Furthermore, access to funding will remain very limited until such time as 
significant money market liquidity is restored, which can only occur once 
Zimbabwe has considerable, consistent, and recurrent economic stability and 
growth, as well as ready access to international loan funding and foreign 
direct investment.

One reason the book’s authors justify their contentions of success of the 
Zimbabwean land reform is that, as a result of that reform, 245 000 new 
farmers exist, giving them enhanced prospects of improved livelihood. 
However, that alleged counter to poverty disregards that in excess of 350 
000 farm workers lost employment, and therefore their source of income, 
primarily because most of the new farmers could not employ them.
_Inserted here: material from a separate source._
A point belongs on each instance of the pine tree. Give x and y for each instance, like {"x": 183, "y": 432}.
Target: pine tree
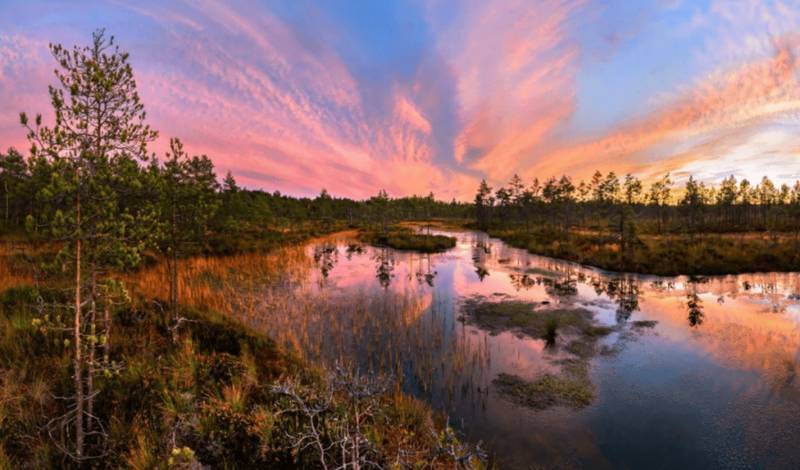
{"x": 99, "y": 127}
On a basis 
that each of the former farm workers supported themselves and an average of 
at least five other family and dependants, almost two million Zimbabweans 
were reduced to extreme poverty.

The economy has also been cataclysmically ruined by the expropriation of the 
lands without compensation, and in very many instances, in disregard for 
Zimbabwe’s obligations under numerous Bilateral Investment Promotion and 
Protection Agreements (Bippas), as a result of which many potential foreign 
direct investors have been deterred and discouraged from investing in 
Zimbabwe. This has been severely prejudicial to the economy as a whole, and 
therefore to a great majority of Zimbabweans.

The bottom line is that, in contrast to the conclusions of the book’s 
authors, which are very considerably aligned with those of the initiators of 
land reform, and that of the programme’s continuing advocates, its benefits 
are grossly exceeded by its negative consequences.